As we saw, the first step of the PCA consists in calculating the covariance between X and Y which is defined as: $$ Cov(X,Y) = \frac{ \sum (x_i - \overline{x}) \times (y_i - \overline{y}) } { N -1}$$ Then the new coordinate system from a scaled matrix X can be obtaine with:

$$ R = X \cdot \overline{x}_i Cov(X,Y) $$ Eigenvalues $${\lambda}_i$$

Eigenvector $$\overline{x}_i$$

(To be finished)

My function

The inspiration for writing the showme_PCA2D() function comes from the pheatmap function (from the R package pheatmap) to plot nice looking heatmaps with minimal effort.

library(niar)
showme_PCA2D(mat)

With this very simple line the function performs all the PCA analysis and plotting in the background. On top of that the function is enriched with lot of other paramenter that allow for filtering, labelling, adding metadata, exploring the loadings and more.

Example with dummy data

To showcase most of the capabilities of this function let's look up a matrix of 10 samples with 15000 features that follow a negative binomial distribution (rnbinom). Let's assume that these features are genes and give them random names.

set.seed(16)
n <- 15000
sapply(1:n, function(x) {
  x <- paste0(c(sample(LETTERS, 1, replace = TRUE),
      tolower(sample(LETTERS, 4, replace = TRUE)),
      sample(1:9, 1, replace = TRUE)), collapse = "") } 
  ) -> rows_IDs

j <- length(unique(rows_IDs))

Let's now generate a count matrix with 10 mRNA-seq samples.
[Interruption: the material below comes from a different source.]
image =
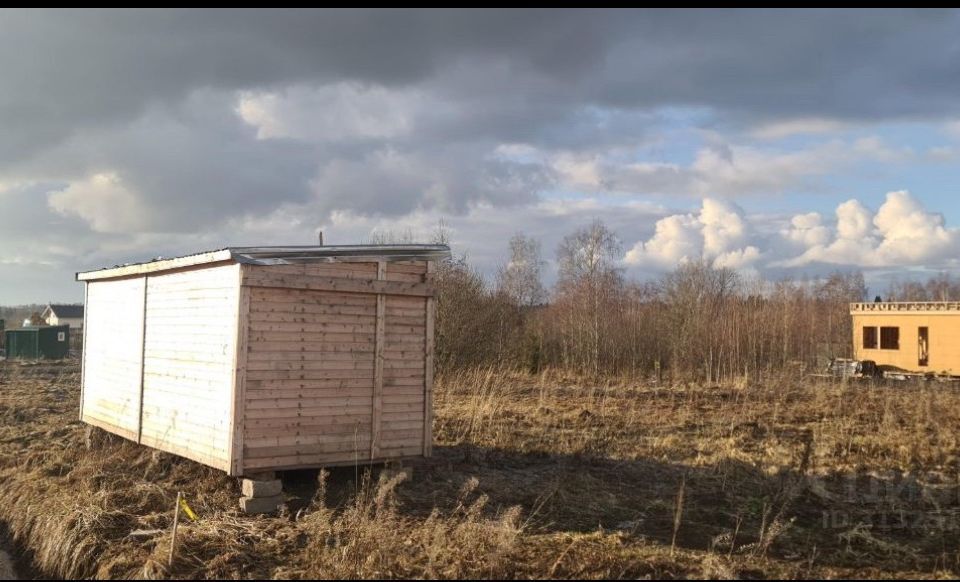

data.frame(Sample1 = rnbinom(n = j, mu = 400, size = 4)*rnorm(n = 1, mean = 2, sd = 0.5),
           Sample2 = rnbinom(n = j, mu = 395, size = 4)*rnorm(n = 1, mean = 2, sd = 0.5),
           Sample3 = rnbinom(n = j, mu = 396, size = 4)*rnorm(n = 1, mean = 2, sd = 0.5),
           Sample4 = rnbinom(n = j, mu = 397, size = 4)*rnorm(n = 1, mean = 2, sd = 0.5),
           Sample5 = rnbinom(n = j, mu = 430, size = 5)*rnorm(n = 1, mean = 2, sd = 0.5), 
           Sample6 = rnbinom(n = j, mu = 450, size = 5)*rnorm(n = 1, mean = 2, sd = 0.5), 
           Sample7 = rnbinom(n = j, mu = 420, size = 5)*rnorm(n = 1, mean = 2, sd = 0.5), 
           Sample8 = rnbinom(n = j, mu = 410, size = 6)*rnorm(n = 1, mean = 2, sd = 0.5), 
           Sample9 = rnbinom(n = j, mu = 400, size = 6)*rnorm(n = 1, mean = 2, sd = 0.5), 
           Sample0 = rnbinom(n = j, mu = 390, size = 6)*rnorm(n = 1, mean = 2, sd = 0.5), 
           stringsAsFactors = FALSE, 
           row.names = unique(rows_IDs) ) -> df
mat <- as.matrix(df)

To simplify things we can scale the matrix

mat <- log2(mat)

Now the do a PCA it's super easy!

showme_PCA2D(mat)

Show extra plots, also easy!

showme_PCA2D(mat = mat, show_variance = TRUE, show_stats = TRUE)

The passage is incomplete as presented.